Kayseri Demokrasi Platformu'nun düzenlediği “Anayasa'yı tartışıyoruz” programında konuşmadı olarak AK Parti kurucularından eski Başbakan Yardımcısı Abdüllatif Şener, CHP eski Milletvekili ve sanatçı Berhan Şimşek ve Gazeteciler; Hulki Cevizoğlu ile Yeniçağ Gazetesi Yazarı Yavuz Selim Demirağ katıldı. Programda konuşmacılar Başkanlık sistemini masaya yatırdı ve neden “Hayır” dediklerinin gerekçelerini açıkladı.
Kayseri'de 30'un üstünde STK'nın bir araya gelerek oluşturduğu Demokrasi Platformu'nun ev sahipliğinde “Anayasa'yı tartışıyoruz” programı düzenledi.
Bir düğün salonunda gerçekleştirilen programa AK Parti kurucularından eski Başbakan Yardımcısı Abdüllatif Şener, CHP eski Milletvekili ve sanatçı Berhan Şimşek ve Gazeteciler; Hulki Cevizoğlu ile Yeniçağ Gazetesi Yazarı Yavuz Selim Demirağ konuşmacı olarak katıldı. Programda konuşmacılar Başkanlık sistemini masaya yatırdı ve neden “Hayır” dediklerinin gerekçelerini açıkladı.

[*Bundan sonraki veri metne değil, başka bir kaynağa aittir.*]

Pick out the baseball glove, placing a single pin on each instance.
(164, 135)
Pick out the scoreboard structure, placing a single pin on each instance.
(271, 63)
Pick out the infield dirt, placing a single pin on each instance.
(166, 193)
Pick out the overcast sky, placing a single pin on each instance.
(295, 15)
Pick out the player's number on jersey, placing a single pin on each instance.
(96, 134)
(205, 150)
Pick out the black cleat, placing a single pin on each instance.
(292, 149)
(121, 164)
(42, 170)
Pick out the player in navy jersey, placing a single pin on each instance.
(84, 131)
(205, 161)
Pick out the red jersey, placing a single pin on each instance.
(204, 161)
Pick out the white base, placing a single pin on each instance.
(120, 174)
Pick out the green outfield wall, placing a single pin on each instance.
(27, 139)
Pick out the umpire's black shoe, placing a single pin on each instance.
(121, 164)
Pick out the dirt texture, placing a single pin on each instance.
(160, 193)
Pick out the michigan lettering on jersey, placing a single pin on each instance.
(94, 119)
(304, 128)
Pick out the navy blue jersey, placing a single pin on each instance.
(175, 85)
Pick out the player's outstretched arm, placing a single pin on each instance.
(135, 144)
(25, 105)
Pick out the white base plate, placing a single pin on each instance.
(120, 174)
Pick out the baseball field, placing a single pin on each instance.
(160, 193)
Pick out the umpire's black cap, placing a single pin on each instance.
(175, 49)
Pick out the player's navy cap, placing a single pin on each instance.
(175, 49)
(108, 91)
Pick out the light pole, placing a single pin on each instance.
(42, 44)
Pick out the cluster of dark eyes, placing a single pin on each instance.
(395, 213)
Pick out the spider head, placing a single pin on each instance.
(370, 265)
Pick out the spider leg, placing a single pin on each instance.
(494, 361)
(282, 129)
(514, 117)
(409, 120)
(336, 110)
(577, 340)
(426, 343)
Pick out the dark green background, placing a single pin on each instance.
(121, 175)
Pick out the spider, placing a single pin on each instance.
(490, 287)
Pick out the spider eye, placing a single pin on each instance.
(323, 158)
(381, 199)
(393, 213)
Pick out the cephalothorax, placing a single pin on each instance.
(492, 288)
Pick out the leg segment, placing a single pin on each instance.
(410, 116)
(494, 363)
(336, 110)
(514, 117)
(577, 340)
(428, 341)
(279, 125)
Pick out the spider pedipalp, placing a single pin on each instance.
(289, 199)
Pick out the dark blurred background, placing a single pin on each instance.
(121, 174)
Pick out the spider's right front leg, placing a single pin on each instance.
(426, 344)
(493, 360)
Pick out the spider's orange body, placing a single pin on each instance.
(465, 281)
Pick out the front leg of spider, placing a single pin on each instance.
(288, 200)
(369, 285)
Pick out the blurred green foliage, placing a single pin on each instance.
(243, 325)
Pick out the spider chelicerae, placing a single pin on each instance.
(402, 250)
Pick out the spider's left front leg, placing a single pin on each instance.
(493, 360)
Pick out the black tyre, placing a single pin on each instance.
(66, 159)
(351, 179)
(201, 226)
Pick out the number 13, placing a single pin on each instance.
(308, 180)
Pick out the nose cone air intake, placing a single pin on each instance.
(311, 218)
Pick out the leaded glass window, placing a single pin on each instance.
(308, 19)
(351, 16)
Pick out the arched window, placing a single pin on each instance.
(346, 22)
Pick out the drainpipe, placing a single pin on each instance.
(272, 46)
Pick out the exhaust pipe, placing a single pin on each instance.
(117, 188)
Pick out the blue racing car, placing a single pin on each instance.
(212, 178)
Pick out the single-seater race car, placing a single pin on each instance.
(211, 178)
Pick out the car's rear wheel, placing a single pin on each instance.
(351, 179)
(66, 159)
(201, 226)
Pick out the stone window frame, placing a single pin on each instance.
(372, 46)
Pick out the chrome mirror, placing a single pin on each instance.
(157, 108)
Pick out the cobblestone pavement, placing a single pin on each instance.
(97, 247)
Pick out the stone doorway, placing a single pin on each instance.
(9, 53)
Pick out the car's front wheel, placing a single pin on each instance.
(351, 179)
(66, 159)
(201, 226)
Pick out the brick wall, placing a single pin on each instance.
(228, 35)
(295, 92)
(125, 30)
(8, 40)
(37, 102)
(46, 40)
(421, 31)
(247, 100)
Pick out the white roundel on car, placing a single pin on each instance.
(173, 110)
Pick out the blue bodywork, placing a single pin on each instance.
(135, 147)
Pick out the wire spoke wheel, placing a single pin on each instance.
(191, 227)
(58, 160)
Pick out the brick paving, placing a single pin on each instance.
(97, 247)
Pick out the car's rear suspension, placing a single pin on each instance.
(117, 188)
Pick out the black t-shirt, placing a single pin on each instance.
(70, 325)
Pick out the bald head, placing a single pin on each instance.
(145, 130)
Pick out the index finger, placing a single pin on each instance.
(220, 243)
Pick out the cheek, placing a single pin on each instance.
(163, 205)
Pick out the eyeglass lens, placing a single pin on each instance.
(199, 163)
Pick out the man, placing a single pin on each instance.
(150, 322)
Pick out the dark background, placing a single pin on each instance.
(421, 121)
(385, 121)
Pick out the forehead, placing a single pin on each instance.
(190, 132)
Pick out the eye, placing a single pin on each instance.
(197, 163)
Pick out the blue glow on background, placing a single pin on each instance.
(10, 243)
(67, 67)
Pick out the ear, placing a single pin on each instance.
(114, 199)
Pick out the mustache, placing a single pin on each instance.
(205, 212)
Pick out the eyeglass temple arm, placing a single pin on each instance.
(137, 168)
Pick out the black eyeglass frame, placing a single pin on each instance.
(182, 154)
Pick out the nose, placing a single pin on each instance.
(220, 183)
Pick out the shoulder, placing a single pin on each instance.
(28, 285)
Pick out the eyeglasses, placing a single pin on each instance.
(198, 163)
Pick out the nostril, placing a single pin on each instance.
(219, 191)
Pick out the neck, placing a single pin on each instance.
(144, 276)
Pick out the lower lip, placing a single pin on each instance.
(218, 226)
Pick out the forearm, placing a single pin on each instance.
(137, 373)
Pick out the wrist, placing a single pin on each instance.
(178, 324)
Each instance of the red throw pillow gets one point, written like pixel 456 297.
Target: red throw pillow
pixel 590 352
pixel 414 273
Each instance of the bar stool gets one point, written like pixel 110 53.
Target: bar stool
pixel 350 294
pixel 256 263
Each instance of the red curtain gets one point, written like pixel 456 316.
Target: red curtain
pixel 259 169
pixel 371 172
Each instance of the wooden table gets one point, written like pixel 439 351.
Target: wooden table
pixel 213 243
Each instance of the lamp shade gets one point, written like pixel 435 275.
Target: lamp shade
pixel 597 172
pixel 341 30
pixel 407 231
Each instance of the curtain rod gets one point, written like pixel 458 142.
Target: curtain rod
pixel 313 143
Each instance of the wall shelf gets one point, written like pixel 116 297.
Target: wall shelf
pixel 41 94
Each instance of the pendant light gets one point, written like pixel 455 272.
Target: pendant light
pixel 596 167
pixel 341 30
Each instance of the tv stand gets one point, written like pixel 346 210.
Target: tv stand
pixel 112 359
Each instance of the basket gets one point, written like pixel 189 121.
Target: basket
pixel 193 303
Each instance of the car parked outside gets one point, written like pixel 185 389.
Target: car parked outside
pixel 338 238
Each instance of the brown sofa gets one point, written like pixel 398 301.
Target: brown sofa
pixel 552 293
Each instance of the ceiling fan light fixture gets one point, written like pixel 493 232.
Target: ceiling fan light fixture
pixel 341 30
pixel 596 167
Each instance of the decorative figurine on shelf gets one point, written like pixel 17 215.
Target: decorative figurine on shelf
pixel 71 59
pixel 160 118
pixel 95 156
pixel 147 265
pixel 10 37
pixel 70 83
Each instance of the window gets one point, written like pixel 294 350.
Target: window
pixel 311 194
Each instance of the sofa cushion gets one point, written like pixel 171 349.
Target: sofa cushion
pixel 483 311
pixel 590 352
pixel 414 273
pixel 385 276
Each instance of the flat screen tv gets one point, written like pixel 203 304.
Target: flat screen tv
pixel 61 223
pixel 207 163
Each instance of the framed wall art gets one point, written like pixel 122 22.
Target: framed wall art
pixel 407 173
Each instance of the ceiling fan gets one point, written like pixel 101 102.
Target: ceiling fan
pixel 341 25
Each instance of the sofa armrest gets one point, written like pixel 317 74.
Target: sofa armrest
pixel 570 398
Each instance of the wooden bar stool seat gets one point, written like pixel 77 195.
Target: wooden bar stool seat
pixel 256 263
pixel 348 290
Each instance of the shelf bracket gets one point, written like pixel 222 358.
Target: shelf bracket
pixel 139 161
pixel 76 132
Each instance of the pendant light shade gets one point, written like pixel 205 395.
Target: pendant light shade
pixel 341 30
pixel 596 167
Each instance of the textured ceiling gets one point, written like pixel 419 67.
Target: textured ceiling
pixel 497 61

Açıklamasında, “Bur karar, devlet düzeni ile ilgili değişimdir” diyen Şener, “Bir bakarsınız seçimlerin birinde bir deli rüzgar eser, Allah'ın deli kulu cumhurbaşkanı olarak ülkeyi tek başına, tek başına yönetir. Benim yasama hakkı der astığı astık, kestiği kestik ülkeyi idare etmeye başlar” diye konuştu.
AK Parti kurucularından eski Başbakan Yardımcısı Abdüllatif Şener, “16 Nisan'da sandık başına gideceğiz. Vereceğiniz oylarla bir cumhurbaşkanı seçmeyeceğiz. 16 Nisan'da vereceğiniz oylarla Türkiye Cumhuriyetinin anayasasının bazı maddelerinin değiştirilmesini ya kabul edeceğiz ya da kabul etmeyeceğiz” dedi.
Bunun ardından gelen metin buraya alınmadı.